[Consultation terminée] - Arrêté portant modification de l’arrêté du 29 octobre 2009 fixant la liste des oiseaux protégés sur l’ensemble du territoire et les modalités de leur protection

Consultation du 02/07/2026 au 23/07/2026 - 10097 contributions

Introduction :
Le Lagopède alpin (Lagopus muta) est un oiseau sédentaire boréo-alpin, présent en France dans les massifs des Alpes et des Pyrénées, qui figure parmi les espèces énumérées aux annexes I et II de la directive 2009/147/CE et est mentionné dans l’arrêté du 26 juin 1987 fixant la liste des espèces de gibier dont la chasse est autorisée.

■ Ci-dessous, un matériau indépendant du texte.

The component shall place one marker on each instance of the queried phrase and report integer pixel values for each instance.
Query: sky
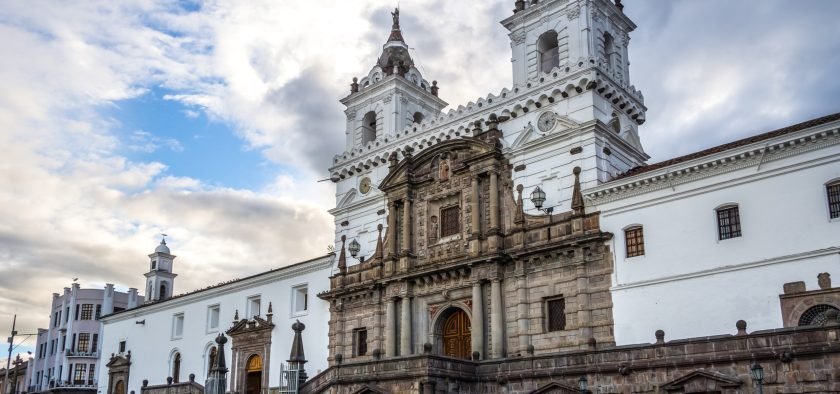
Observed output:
(213, 121)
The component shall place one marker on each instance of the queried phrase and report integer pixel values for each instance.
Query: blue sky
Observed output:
(212, 121)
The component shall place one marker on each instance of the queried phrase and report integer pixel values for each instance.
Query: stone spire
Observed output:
(217, 378)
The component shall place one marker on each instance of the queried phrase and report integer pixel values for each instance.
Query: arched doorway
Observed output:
(253, 379)
(456, 333)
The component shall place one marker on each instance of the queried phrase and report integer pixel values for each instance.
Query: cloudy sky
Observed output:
(212, 121)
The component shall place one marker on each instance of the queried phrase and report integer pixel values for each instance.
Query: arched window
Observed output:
(211, 359)
(815, 315)
(608, 50)
(369, 127)
(548, 48)
(176, 367)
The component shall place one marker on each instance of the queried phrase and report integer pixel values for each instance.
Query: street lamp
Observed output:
(583, 384)
(757, 373)
(538, 198)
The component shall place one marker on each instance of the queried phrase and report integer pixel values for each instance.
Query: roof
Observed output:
(731, 145)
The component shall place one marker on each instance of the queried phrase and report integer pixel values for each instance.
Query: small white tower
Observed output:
(160, 281)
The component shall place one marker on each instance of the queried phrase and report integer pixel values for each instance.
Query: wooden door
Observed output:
(457, 340)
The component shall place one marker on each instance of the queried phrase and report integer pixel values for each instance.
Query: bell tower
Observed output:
(160, 280)
(383, 105)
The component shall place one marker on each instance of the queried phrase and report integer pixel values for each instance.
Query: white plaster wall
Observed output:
(689, 283)
(151, 344)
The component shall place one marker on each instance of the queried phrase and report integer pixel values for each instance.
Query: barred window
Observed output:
(84, 342)
(833, 192)
(360, 340)
(729, 222)
(556, 314)
(634, 240)
(87, 311)
(449, 223)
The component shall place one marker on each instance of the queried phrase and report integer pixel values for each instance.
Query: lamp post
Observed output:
(757, 373)
(583, 385)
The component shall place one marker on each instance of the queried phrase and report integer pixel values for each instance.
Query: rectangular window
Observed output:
(87, 311)
(360, 341)
(729, 222)
(253, 306)
(634, 241)
(84, 342)
(212, 318)
(300, 299)
(556, 314)
(177, 326)
(449, 223)
(833, 192)
(80, 374)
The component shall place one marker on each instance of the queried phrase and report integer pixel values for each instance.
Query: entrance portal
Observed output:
(253, 379)
(457, 340)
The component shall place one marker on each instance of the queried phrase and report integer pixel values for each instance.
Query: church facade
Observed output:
(521, 244)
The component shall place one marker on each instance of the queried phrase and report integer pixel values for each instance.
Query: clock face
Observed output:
(546, 121)
(364, 186)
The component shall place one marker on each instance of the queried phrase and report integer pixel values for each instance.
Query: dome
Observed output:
(162, 248)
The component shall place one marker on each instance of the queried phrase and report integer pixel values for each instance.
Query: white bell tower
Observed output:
(160, 281)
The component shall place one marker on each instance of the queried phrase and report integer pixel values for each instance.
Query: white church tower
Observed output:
(571, 105)
(160, 280)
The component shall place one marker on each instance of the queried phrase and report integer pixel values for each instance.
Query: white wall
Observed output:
(689, 283)
(151, 343)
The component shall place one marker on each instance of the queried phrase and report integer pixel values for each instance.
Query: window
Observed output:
(212, 318)
(369, 127)
(556, 314)
(449, 223)
(84, 342)
(729, 222)
(177, 326)
(548, 47)
(833, 192)
(253, 306)
(300, 299)
(80, 374)
(815, 315)
(634, 240)
(360, 341)
(87, 311)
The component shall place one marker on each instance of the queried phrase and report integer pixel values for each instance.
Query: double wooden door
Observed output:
(457, 339)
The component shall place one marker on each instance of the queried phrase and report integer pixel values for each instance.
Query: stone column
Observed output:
(405, 327)
(494, 201)
(478, 320)
(406, 238)
(392, 228)
(390, 334)
(496, 316)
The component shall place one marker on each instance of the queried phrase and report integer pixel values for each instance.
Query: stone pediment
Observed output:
(556, 388)
(702, 382)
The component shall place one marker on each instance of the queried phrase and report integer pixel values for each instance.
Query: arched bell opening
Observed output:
(453, 333)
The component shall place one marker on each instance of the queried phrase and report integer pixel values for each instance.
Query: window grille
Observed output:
(729, 222)
(556, 310)
(449, 223)
(833, 192)
(634, 241)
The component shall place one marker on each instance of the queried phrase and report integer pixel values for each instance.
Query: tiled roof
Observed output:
(731, 145)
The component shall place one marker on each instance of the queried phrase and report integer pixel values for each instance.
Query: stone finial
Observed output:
(741, 325)
(824, 280)
(577, 196)
(379, 250)
(342, 256)
(660, 336)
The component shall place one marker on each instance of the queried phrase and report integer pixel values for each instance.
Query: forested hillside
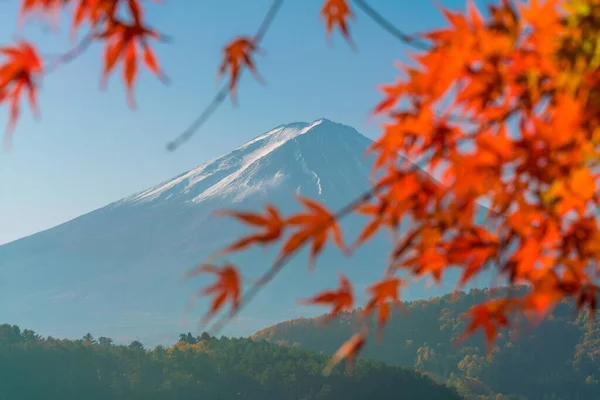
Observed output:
(558, 360)
(35, 368)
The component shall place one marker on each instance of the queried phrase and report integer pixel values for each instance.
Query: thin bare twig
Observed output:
(71, 54)
(224, 91)
(410, 40)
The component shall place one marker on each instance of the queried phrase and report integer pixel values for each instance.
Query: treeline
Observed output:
(557, 360)
(204, 367)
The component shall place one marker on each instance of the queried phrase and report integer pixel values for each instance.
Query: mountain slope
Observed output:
(118, 269)
(556, 360)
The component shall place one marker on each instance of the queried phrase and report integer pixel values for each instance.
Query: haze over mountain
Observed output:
(117, 270)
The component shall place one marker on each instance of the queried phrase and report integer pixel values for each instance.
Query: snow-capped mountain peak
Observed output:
(251, 169)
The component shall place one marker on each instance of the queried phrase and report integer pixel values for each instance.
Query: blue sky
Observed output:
(89, 149)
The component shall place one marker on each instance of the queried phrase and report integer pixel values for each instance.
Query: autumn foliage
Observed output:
(504, 108)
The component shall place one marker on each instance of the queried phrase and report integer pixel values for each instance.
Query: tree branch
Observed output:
(224, 91)
(410, 40)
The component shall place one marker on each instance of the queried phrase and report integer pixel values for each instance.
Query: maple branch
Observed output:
(410, 40)
(224, 91)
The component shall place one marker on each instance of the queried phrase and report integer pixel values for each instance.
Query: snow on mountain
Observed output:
(243, 172)
(117, 271)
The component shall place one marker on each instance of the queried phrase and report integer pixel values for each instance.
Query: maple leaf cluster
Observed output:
(506, 110)
(118, 24)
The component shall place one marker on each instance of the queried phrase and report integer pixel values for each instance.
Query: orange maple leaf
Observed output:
(349, 350)
(123, 41)
(19, 73)
(316, 225)
(340, 299)
(236, 55)
(488, 316)
(383, 295)
(272, 224)
(227, 287)
(44, 7)
(337, 13)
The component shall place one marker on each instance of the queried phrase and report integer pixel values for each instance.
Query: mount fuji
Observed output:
(117, 271)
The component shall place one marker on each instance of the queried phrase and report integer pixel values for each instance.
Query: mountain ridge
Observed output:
(121, 264)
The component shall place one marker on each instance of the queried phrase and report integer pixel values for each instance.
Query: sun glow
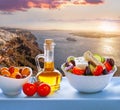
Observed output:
(108, 27)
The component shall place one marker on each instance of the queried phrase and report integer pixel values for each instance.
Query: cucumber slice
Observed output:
(99, 58)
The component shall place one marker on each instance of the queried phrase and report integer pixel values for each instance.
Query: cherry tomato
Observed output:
(29, 89)
(77, 71)
(43, 90)
(37, 83)
(108, 66)
(98, 70)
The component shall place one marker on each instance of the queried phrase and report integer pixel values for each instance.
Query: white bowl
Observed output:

Le projet d’arrêté propose de modifier l’arrêté du 29 octobre 2009 fixant la liste des oiseaux protégés sur l’ensemble du territoire et les modalités de leur protection afin d’ajouter le lagopède alpin.

Le projet d’arrêté va donc plus loin, en termes de protection de l’espèce concernée, que le moratoire préconisé par le Conseil d’Etat en 2026 pour le lagopède alpin.

En outre, par coordination, le projet d’arrêté propose de modifier l’arrêté du 26 juin 1987 fixant la liste des espèces de gibier dont la chasse est autorisée en supprimant le Lagopède alpin (Lagopus muta) de la liste des espèces de gibier dont la chasse est autorisée.

Contexte :
Par une décision du 2 mars 2026, le Conseil d’État a annulé la décision implicite de rejet du ministre chargé de la chasse refusant de prendre un arrêté suspendant la chasse du lagopède alpin (Lagopus muta). Il a également enjoint au ministre de prendre, dans un délai de deux mois suivant la notification de sa décision, un arrêté suspendant la chasse de cette espèce sur l’ensemble du territoire métropolitain pour une durée de cinq ans.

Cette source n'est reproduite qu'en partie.